I believe @stas00 has some experience around bfloat16 and nans and may have an idea of where the issue may be coming from
I have tried t5-large, tested your script to work fine with t5-small - need to find a box with a few large gpus to test t5-large.
Meanwhile, we should revisit the scaling.
the main benefit of using bf16 over fp16 is that there is very little risk of overflow - since bf16's numerical range is the same as of fp32, so no down scaling is needed here.
But perhaps we are hitting underflow here. There is a special tool we have for that - you can try to plug it in and observe where (most likely) underflow is happening https://huggingface.co/docs/transformers/debugging#underflow-and-overflow-detection
But then underflow would just lead to no learning and not really nan I think.
I will try to experiment more with it once I'm able to run t5-large.

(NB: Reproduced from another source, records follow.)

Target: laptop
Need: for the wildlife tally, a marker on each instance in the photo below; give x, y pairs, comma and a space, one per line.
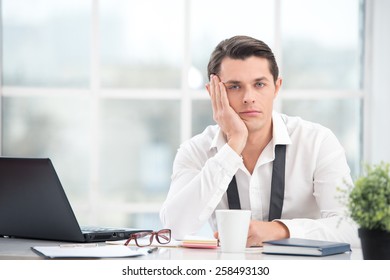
33, 204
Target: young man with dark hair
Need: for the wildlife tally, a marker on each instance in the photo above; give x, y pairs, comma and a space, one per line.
284, 169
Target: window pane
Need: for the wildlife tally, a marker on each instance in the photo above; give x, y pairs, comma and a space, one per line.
322, 48
53, 127
139, 139
341, 116
141, 43
46, 43
202, 115
214, 21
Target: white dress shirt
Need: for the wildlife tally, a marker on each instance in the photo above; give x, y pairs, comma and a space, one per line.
316, 167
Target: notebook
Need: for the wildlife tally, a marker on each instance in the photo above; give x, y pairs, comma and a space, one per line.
304, 247
33, 204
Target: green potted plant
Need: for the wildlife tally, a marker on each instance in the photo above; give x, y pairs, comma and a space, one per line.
369, 207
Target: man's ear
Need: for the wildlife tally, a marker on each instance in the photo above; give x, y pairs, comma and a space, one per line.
207, 86
278, 85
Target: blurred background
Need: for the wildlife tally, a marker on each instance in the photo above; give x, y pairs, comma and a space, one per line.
109, 89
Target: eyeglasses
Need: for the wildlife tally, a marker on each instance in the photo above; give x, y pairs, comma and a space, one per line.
143, 239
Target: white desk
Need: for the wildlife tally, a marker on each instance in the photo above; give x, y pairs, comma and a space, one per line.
19, 249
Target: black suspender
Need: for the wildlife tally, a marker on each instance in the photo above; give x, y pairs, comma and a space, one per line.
277, 186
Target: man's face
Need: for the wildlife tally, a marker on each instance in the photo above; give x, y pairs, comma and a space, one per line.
251, 89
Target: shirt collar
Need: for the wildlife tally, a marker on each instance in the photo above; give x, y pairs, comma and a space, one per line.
280, 133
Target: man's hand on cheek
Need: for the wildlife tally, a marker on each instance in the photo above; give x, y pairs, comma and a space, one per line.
229, 121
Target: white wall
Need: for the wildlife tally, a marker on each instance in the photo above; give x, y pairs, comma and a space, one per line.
377, 80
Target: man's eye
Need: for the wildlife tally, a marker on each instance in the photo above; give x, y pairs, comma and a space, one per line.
260, 84
233, 87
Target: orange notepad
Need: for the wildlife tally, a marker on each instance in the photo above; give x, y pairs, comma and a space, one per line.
199, 242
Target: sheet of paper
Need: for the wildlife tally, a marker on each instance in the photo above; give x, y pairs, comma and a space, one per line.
89, 251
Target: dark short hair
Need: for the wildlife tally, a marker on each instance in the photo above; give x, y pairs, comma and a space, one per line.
241, 47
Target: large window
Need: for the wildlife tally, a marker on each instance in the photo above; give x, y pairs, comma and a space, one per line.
109, 89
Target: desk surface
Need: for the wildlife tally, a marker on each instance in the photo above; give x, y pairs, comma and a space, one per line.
19, 249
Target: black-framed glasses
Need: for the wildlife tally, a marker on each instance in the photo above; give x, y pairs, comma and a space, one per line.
144, 239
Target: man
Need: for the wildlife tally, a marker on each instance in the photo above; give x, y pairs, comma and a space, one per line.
249, 146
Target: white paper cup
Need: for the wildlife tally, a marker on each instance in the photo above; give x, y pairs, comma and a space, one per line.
233, 226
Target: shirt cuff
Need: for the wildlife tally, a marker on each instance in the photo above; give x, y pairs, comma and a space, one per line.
296, 231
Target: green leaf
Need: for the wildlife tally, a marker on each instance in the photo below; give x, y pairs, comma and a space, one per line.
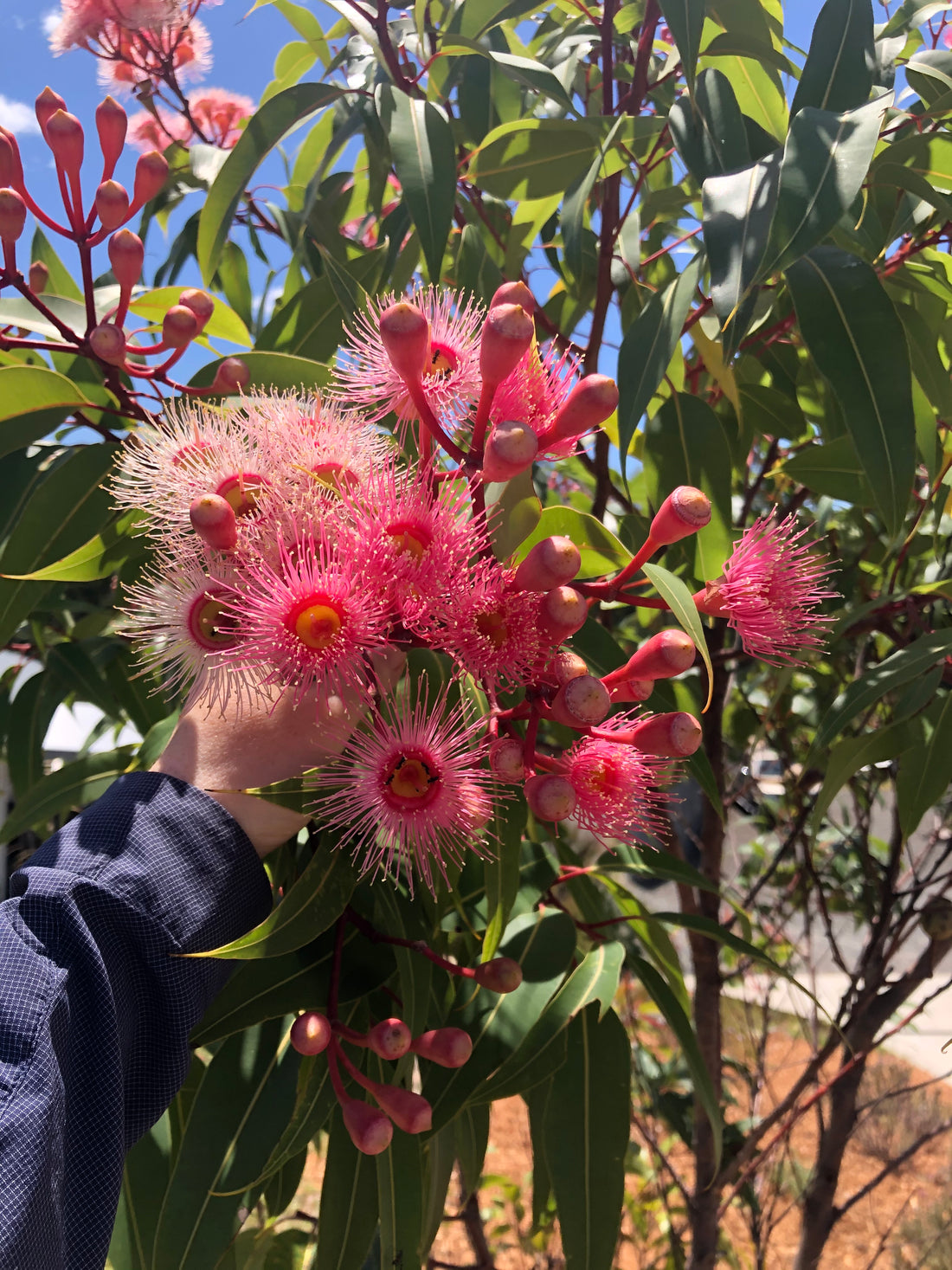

Thanks @stas00 - I had a go at using the underflow/overflow detection tool but actually when I switched from DataParallel to DistributedDataParallel I didn't get nans with this toy example! I'll try to do some experiments with some real data next week and let you know if this solves it.
oh, great, then I don't need to look for a set of large GPUs :) Thank you for this update, @harshil-shah!
Indeed please do let us know when you get a chance to experiment
This issue has been automatically marked as stale because it has not had recent activity. If you think this still needs to be addressed please comment on this thread.
Please note that issues that do not follow the contributing guidelines are likely to be ignored.